One of the most remarkable examples of adaptive reuse in Greater Cleveland stands at the southeast corner of East Ninth and Euclid — there a Heinens grocery store has been transplanted into the main rotunda of the former Cleveland Trust Bank headquarters, one of the city’s most striking interior spaces.
Designed by noted architect George P. Post, the building was completed in 1908. The domed structure instantly became a landmark. By the 1920s, it and three other large buildings – the Schofield, the Hickox, and Union Trust Bank occupied corners on what was, perhaps, the busiest urban intersection in the nation’s fifth largest city, one whose fortunes rested on industry, banking, commerce, and transportation.

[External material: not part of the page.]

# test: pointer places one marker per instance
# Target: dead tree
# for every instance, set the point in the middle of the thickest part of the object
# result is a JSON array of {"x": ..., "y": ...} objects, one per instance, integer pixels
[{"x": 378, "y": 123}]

Downtown Cleveland bustled. But seventy years later the city’s economy had shifted and diminished and Cleveland Trust had become part of what is now KeyCorp. Banking operations ceased in 1996 and the Post building stood empty until, in what has been characterized by author Lauren Pacini, the “renaissance on East Ninth” took place. The entire Cleveland Trust complex along East Ninth was transformed into a hotel, apartments, offices, and the Heinens store housed in the former banking rotunda. One can now grocery shop and dine under the dome in an area which for nearly nine decades was the site of financial transactions, large and small, that shaped the fortunes of the city and its citizens. The lower level vaults in which those fortunes were stashed now are home to a cocktail lounge named (you guessed it), “Vault.”